I’ve been working on making the tests pass.

Everything went fine until I came to the penultimate test, ringbuffer writes.

This fails. It’s a peculiar failure; when we come to get a write element, we find both the freelist and the queue are empty. This is in this test impossible – there are 100,000 elements per thread, each thread can at most have one element taken out of the ringbuffer, the balance of the elements will either be in the freelist or the queue. So what gives?

Turns out I had forgotten how the queue works.

The queue has a dummy element. It’s not a static dummy element, though; what it is, is that the element pointed to by the dequeue pointer has been emptied already of its user data – when you perform a dequeue, you get the user data from dequeue->next, not from dequeue itself.

E.g.

dequeue
|
element1 – element2

element1 is the dummy – his user data has already been returned to the user; when we dequeue, we’ll get the user data from element2.

Now, the problem is that for the ringbuffer, I have in each ringbuffer element a queue_element; and when I init the queue, I pass in an extra element, to be the initial dummy.

So I assume when I dequeued, the queue element I obtained in the ringbuffer would be the queue element used for that ringbuffer element. Problem is, it isn’t! it’s the queue element *prior* in the queue!

Good news

Benchmark compiles (again – I did some more work on it).

I’ve now been going through the tests, making them work.

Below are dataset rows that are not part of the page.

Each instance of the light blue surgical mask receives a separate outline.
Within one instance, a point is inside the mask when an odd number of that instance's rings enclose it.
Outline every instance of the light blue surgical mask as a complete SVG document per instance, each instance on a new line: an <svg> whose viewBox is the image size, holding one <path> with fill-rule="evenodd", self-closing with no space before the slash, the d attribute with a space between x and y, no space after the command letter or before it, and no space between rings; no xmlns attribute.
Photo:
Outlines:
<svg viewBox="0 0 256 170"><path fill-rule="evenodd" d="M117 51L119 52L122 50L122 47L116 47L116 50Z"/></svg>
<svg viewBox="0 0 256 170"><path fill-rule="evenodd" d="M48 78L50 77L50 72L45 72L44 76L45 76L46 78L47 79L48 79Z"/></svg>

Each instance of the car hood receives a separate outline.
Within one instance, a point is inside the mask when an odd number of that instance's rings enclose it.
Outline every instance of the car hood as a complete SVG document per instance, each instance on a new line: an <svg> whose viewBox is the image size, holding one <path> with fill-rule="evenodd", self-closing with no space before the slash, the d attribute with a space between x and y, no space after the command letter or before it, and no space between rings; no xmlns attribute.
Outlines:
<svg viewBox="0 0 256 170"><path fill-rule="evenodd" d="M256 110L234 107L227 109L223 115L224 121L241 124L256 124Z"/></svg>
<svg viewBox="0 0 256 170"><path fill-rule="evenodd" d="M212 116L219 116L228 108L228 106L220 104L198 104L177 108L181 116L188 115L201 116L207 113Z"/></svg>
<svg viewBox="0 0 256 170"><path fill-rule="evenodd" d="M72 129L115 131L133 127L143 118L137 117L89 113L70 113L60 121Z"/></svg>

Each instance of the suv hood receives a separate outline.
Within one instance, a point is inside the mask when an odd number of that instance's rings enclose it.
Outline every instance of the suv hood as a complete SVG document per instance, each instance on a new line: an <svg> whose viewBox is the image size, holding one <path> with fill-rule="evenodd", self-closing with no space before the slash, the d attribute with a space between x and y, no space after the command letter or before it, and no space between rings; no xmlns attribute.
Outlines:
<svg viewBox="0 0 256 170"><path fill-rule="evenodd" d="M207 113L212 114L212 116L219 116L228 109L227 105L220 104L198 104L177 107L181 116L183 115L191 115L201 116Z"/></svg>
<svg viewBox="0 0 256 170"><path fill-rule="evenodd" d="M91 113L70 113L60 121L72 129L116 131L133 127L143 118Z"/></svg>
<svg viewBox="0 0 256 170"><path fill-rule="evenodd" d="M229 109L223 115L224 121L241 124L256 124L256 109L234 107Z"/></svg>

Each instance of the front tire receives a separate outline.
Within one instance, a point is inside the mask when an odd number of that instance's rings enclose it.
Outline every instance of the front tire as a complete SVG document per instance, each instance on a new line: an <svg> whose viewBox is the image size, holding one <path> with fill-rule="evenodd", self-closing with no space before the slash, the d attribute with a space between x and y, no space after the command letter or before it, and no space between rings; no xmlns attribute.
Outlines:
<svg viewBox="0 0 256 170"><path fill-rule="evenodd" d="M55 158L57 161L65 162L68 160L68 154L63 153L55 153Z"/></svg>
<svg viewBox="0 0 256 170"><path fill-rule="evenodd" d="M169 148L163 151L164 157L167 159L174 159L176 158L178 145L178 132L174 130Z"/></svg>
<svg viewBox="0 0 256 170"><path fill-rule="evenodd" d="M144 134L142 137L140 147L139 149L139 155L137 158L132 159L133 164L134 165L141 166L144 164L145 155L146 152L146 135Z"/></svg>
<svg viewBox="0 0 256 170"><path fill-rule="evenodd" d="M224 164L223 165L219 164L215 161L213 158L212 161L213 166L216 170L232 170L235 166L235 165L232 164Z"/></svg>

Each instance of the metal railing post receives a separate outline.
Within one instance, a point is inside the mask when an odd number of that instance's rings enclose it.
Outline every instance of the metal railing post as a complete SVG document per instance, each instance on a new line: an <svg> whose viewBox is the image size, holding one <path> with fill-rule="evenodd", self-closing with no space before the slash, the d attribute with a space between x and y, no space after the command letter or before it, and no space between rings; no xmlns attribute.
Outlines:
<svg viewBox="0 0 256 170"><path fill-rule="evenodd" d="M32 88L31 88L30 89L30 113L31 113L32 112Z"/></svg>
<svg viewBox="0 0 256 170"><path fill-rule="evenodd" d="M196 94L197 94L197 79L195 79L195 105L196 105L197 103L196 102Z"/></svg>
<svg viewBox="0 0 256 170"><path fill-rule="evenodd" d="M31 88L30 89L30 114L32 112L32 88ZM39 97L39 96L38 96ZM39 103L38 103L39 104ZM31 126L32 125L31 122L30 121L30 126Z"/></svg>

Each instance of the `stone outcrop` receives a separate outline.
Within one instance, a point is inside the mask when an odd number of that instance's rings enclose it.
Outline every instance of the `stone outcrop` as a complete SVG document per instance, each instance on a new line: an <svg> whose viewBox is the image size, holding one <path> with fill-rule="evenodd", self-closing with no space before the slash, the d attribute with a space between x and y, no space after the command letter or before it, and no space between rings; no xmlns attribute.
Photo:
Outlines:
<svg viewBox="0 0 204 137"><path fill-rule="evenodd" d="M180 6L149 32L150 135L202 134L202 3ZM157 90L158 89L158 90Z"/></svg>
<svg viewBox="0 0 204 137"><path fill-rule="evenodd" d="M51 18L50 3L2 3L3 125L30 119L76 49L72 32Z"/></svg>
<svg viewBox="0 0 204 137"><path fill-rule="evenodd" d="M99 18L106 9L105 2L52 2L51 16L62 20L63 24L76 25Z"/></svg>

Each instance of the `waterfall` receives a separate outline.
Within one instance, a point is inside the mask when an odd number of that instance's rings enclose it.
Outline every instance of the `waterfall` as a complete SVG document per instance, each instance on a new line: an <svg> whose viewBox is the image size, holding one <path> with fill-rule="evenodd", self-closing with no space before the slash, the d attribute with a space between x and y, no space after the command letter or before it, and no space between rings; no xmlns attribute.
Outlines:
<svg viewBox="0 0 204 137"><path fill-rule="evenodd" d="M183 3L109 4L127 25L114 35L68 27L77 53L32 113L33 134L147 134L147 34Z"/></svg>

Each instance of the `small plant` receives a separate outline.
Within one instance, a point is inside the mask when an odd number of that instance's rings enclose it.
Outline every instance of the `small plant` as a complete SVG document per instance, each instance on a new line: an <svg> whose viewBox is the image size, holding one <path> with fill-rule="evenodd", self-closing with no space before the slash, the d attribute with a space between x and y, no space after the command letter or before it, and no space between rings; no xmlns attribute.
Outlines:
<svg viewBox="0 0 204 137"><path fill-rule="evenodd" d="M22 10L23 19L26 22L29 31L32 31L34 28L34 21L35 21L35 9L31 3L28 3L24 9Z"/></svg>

Freelist, queue and stack all pass for DCAS.

Ringbuffer blows a gasket initalizing its freelist. That’s next on the list.

Once DCAS is up I may then get benchmark actually working; either that or proceed with sorting out SMR.

Status

Still not dead :-)

Just very little time between work and life.

I’ve just make benchmark compile.

So now I need to make test pass and benchmark run and sort out SMR.

Benchmark

Well, you guessed it – I worked on the benchmark =-)

Quite a lot done. Needs another half day, I think. The new internal structure makes it much easier to add new synchronization primitives for comparative benchmarking.

Current list is;

Linux : pthread mutex, pthread spinlock, hand-crafted spinlock
Windows : critical section, mutex, hand-crafted spinlock

The three data structures being benchmarked currently are the freelist, queue and stack.

status

Seven hours work and liblfds uses const in all the right place and now the tests compile.

I’ve not tried running them yet, mind – that’ll be a long slog, I think.

Time to eat.

Gym too if there’s time.

Tomorrow, British Museum.

Todo list;

1. finish SMR
2. make tests pass

And then see how I feel about benchmark…

status

So, two more queue tests to go and all tests have been broadly updated – I need then to make them all compile and run properly; then add const to everything which can use it, then make SMR work. I’m thinking to leave benchmark to 7.1.0, although – it’s so small a piece of work, I think, to do, I’m almost loath not to do it because the output is so cool.

Making SMR work is kinda bitchy. The API will have to involve prevent swapping on allocated blocks of memory, well, if I want to be NUMA aware at any rate.

const

Just been reading a review of DOOM 3 code.

One point; use const everywhere you can.

I’ve just done this with ahash, to see what it feels like…

It clutters, the APIs are not so clean, but they are certainly more informative.

I’m going to take the plunge.

Trudge trudge

Freelist tests updated (basically identical to the stack tests, which have already been done and pass).

Done one of the ringbuffer tests, two to go. Then the queue tests.

Takes about an hour per test…

7.0.0 status

Thinking of making a 7.0.0 release without the benchmark programme – it’ll save a fair bit of time.

So currently making the tests work, which is slow work.

Sorted out the freelist tests today, queue and ringbuffer to go.

7.0.0 run

So, four major tasks remain;

1. make tests run
2. make benchmark run
3. write docs
4. build and test on every supported platform

I think it’s about four weeks work.

The one outstanding question is whether or not to finish NUMA-aware SMR for this release. I think the answer is yes; I’d have to hack out a fair bit to back-out fully from SMR, and SMR is close to being done.